La decepción obnubila la mirada. No sé qué pretende Pitol con esas frases: ¿presumir su erudición temprana? ¡A los quince años había leído a Shakespeare, Cervantes y Pirandello! ¿Acaso habrá vivido también lo mismo? ¿Habrá amado, sufrido, muerto, asesinado y traicionado, tanto como sus gloriosas lecturas, ya a los quince años?
¿Qué relevancia tiene mencionar todo aquello? ¿De qué nos sirve a los lectores saber lo que hacía Pitol a los quince? Peor aún, como él mismo señala, su ‘hazaña’ se debió más bien a esa otra hazaña de su abuela materna, lectora empedernida, quien le leía, lupa en mano y línea por línea, a Dostoyevski. Pues si Pitol leyó a los grandes a los quince probablemente sea porque le sambutieron todos con papilla desde los seis. Pero entonces ¿el señor no llegó a las letras, sino que le impusieron las letras? ¿Acaso estas arrogantes confesiones de Pitol no son prueba de que, quizás, a quien hay que agredecer por su literatura es a su abuela?
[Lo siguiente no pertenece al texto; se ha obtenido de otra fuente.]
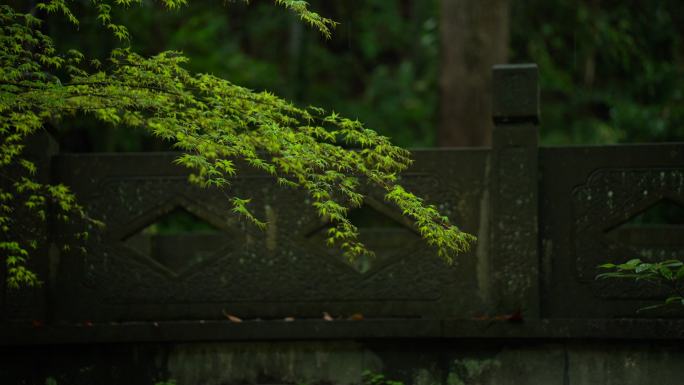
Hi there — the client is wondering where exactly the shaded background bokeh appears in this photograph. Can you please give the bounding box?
[18,0,684,151]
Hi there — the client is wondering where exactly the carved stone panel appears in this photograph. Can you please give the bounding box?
[50,151,488,322]
[572,168,684,299]
[540,144,684,318]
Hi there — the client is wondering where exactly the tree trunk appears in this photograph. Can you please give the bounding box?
[439,0,509,147]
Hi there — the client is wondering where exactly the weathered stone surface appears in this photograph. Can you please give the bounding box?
[489,65,540,319]
[6,318,684,346]
[165,341,382,385]
[573,169,684,291]
[3,339,684,385]
[539,144,684,318]
[566,343,684,385]
[43,150,488,322]
[3,64,684,385]
[492,64,539,123]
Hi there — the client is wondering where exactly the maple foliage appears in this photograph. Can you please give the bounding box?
[0,1,476,288]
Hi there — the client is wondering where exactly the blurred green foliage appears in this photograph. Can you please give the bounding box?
[510,0,684,144]
[32,0,684,149]
[41,0,439,150]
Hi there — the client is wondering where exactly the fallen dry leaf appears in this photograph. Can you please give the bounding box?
[222,310,242,323]
[284,317,295,322]
[323,312,334,321]
[348,313,364,321]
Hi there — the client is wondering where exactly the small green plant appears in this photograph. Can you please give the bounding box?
[597,258,684,311]
[362,370,404,385]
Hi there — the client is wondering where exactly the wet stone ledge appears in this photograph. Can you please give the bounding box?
[3,318,684,346]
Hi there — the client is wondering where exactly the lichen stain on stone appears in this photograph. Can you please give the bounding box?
[446,358,501,385]
[411,358,502,385]
[541,239,553,288]
[265,204,277,253]
[506,271,532,296]
[476,182,491,306]
[165,342,382,385]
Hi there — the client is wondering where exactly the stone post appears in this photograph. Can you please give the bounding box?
[489,64,540,318]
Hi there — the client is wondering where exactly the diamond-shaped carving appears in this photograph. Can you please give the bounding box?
[307,200,420,274]
[606,198,684,247]
[122,206,232,275]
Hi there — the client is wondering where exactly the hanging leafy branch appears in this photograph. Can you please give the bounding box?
[0,1,476,288]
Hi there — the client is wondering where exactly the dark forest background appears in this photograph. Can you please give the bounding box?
[20,0,684,151]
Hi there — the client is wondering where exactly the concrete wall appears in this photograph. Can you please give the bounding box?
[3,339,684,385]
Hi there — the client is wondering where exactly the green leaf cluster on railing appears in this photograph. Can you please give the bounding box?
[597,258,684,311]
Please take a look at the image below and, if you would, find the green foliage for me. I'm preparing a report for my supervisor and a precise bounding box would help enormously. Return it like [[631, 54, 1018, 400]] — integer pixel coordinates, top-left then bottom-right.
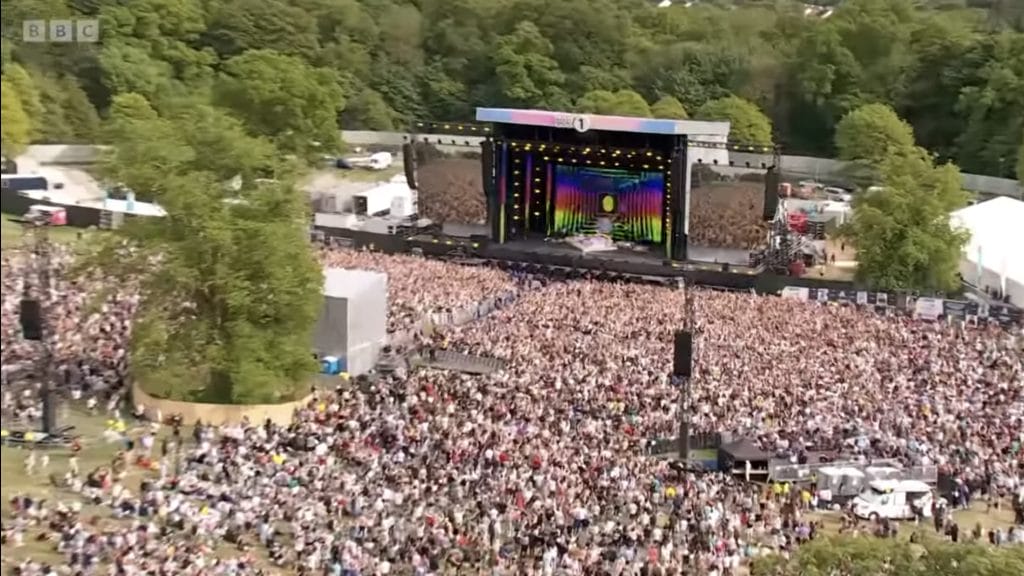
[[843, 146, 970, 292], [836, 104, 916, 163], [576, 90, 652, 117], [216, 49, 344, 158], [0, 0, 1021, 177], [650, 96, 689, 120], [100, 97, 321, 404], [696, 96, 774, 145], [1017, 128, 1024, 180], [1, 75, 33, 156], [750, 536, 1024, 576]]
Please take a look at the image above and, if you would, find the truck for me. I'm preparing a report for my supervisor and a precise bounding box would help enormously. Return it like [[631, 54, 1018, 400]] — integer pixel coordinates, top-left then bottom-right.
[[352, 178, 413, 216], [337, 151, 394, 171], [852, 479, 934, 521]]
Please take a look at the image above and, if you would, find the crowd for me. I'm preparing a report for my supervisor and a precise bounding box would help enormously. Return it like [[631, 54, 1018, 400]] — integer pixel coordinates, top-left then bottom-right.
[[318, 247, 517, 333], [3, 245, 1024, 575], [1, 245, 136, 424]]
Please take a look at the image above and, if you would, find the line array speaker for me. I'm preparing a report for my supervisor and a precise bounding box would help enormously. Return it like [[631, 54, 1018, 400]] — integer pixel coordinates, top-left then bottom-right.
[[402, 142, 418, 190], [763, 166, 780, 221], [20, 298, 42, 341], [673, 330, 692, 378]]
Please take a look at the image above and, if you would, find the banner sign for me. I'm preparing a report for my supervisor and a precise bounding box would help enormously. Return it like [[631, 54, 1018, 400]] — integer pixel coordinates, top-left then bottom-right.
[[914, 297, 945, 320], [780, 287, 1022, 327]]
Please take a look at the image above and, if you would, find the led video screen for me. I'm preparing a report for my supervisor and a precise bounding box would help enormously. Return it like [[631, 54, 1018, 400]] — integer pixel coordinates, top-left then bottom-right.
[[552, 166, 664, 243], [414, 145, 487, 225]]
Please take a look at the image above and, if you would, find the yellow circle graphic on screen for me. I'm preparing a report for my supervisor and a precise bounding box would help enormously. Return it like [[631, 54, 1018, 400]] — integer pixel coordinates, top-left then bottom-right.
[[601, 195, 615, 213]]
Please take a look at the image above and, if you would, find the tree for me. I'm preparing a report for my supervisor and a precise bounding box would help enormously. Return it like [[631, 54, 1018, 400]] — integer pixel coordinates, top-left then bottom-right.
[[836, 103, 916, 163], [576, 90, 651, 117], [3, 65, 44, 137], [1017, 128, 1024, 180], [100, 97, 321, 404], [751, 535, 1024, 576], [843, 146, 970, 292], [696, 96, 773, 145], [342, 89, 396, 131], [490, 21, 569, 110], [1, 76, 33, 156], [650, 96, 689, 119], [216, 49, 344, 158]]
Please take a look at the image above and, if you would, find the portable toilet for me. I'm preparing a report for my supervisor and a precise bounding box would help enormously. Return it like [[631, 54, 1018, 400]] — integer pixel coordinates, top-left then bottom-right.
[[320, 356, 343, 375]]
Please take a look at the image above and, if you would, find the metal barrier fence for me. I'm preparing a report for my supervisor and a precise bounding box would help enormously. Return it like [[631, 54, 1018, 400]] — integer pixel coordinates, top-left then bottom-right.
[[769, 458, 939, 484], [781, 285, 1021, 328]]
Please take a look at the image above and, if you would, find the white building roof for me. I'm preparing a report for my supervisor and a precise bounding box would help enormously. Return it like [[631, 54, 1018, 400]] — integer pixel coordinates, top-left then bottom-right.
[[951, 197, 1024, 286], [322, 267, 386, 300]]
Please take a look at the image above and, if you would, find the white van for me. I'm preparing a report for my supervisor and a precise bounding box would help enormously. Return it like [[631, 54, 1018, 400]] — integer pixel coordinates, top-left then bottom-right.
[[853, 479, 934, 521]]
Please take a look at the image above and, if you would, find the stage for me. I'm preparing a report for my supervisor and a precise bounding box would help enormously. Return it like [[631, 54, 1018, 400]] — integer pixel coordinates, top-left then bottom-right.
[[478, 238, 749, 266], [464, 237, 760, 281]]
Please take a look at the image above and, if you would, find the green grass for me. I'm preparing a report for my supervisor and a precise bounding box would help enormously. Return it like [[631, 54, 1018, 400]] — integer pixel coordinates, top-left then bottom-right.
[[1, 215, 100, 251], [0, 408, 273, 570], [336, 166, 403, 182], [1, 410, 138, 567]]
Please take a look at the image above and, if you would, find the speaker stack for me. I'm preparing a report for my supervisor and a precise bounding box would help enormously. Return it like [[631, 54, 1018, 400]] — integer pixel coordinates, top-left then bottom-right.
[[401, 142, 418, 190], [673, 330, 693, 378], [673, 330, 694, 462], [20, 298, 42, 341], [763, 166, 780, 221]]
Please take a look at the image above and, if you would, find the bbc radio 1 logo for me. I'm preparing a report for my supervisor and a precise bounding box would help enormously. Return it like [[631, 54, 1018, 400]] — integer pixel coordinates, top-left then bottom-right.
[[23, 20, 100, 43]]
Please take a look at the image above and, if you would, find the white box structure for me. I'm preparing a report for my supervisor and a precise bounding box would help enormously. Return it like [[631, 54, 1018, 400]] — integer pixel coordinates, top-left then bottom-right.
[[314, 268, 388, 375]]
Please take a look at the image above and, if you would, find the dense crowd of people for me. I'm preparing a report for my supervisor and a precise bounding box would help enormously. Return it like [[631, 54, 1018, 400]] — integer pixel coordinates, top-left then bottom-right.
[[3, 245, 1023, 575], [319, 247, 516, 333], [1, 246, 135, 423]]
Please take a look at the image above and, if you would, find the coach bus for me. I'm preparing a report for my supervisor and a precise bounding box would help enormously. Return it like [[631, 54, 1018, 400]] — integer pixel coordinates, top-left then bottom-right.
[[0, 174, 61, 193]]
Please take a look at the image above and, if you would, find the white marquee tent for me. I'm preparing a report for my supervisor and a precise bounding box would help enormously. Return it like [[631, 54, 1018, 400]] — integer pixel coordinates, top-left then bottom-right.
[[950, 197, 1024, 306]]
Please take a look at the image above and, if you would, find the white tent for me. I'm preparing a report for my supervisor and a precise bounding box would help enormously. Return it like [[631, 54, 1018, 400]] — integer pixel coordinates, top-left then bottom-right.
[[951, 197, 1024, 306]]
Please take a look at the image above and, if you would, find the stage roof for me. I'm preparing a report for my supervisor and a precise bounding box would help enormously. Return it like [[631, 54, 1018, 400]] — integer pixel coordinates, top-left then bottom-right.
[[323, 268, 387, 300], [476, 108, 730, 137]]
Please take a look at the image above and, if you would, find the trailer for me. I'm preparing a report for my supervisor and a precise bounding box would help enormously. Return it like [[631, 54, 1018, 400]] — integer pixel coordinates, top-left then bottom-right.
[[351, 177, 414, 216]]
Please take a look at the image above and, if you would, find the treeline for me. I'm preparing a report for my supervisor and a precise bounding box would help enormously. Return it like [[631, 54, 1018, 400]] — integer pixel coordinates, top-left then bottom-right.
[[1, 0, 1023, 178]]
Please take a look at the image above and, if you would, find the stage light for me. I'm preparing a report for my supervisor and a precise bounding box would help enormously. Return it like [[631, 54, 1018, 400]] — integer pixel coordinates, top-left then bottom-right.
[[583, 148, 591, 154], [444, 124, 450, 130], [599, 160, 606, 166]]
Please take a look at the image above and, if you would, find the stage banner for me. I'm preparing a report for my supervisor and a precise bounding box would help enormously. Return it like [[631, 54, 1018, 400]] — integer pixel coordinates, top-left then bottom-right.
[[781, 286, 809, 301], [989, 303, 1023, 326], [914, 297, 945, 320], [816, 288, 829, 302], [856, 291, 869, 305]]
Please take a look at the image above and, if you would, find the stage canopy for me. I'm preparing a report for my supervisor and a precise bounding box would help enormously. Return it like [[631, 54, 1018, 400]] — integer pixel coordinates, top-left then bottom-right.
[[951, 196, 1024, 306]]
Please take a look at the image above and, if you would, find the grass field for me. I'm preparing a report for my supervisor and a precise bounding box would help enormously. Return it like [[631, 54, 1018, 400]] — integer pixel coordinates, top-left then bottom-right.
[[0, 408, 262, 569], [336, 166, 403, 182], [0, 410, 135, 567], [1, 215, 99, 251]]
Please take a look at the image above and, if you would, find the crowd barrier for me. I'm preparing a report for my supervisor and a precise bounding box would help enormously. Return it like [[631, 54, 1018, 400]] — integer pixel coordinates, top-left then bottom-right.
[[646, 432, 723, 456], [781, 285, 1022, 327], [769, 458, 939, 485], [131, 381, 314, 426]]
¿A qué viene eso de su inequiparable literatura? ¿Tan excelente y fuera de este mundo se considera Pitol? ¿Acaso no somos todos hijos de una misma Gramática Universal? ¿Acaso no somos todos únicos, con nuestro ideolecto único, nuestra literatura única, nuestra voz única y nuestras obras todas únicas?
Seguro que su abuela le enseñó, aunque entre tanta arrogancia literaria probablemente lo olvidó, ese pedazo de sabiduría popular que reza
“Dime de qué presumes y te diré de qué careces”
¡Viva el Rey! ¡Muera el Rey!
Que sea ésta una muestra más de la sinrazón que nutre a los ‘iluminados’ precisamente cuando se iluminan. Una muestra más de que esta naturaleza madrastra no tiene protecciones contra sí misma. Que la razón es el más grande enemigo de sí misma. Ganas no faltan para hacer la pluma a un lado. Los grandes lo son por su humildad, no por su grandeza.